Project leaders raise the consciousness of members by citing famous stutterers, among them Moses, Demosthenes, Darwin and Maugham. Members also learn about well-known "closet cases" who go through elaborate rituals and word substitutions in public to conceal their affliction. To the N.S.P., trying to cover up a stammer is bad; the handicap must be announced frankly and faced.

Stutterers speak well of the new organization. Says John Albach, clerk at a San Mateo bookstore: "I've been much more fluent since I joined the project. To become part of a national group, it's just very self-enhancing." Still, the ridicule goes on. A few days ago, Albach began stammering while quoting the price of a book; to the customers, it sounded as if it cost hundreds of dollars. "These kids had a good time laughing and mimicking me," says Albach. "Afterwards you think of all the things you could have said, but then you don't know if your rejoinders will come out right either."

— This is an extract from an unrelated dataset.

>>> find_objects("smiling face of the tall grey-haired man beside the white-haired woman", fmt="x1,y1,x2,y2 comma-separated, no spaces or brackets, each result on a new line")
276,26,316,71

Stutterers claim that the public has little idea of the burden of a stammer. Michael Sugarman, a graduate student at San Francisco State University, says that as a teen-ager he always ordered french fries when eating out because "french fries" were the only words on the menu he could pronounce fluently. Says he: "So I wound up with acne as well as a stutter. That was my boyhood."

Goldman's project may be unable to do anything about that, but it has already scored its first notable success. Following a protest from N.S.P., Oakland television station KTVU stopped showing Porky Pig cartoons. That's all, folks.

*Though several psychological and physiological theories have been advanced, researchers are still uncertain about the cause of stuttering.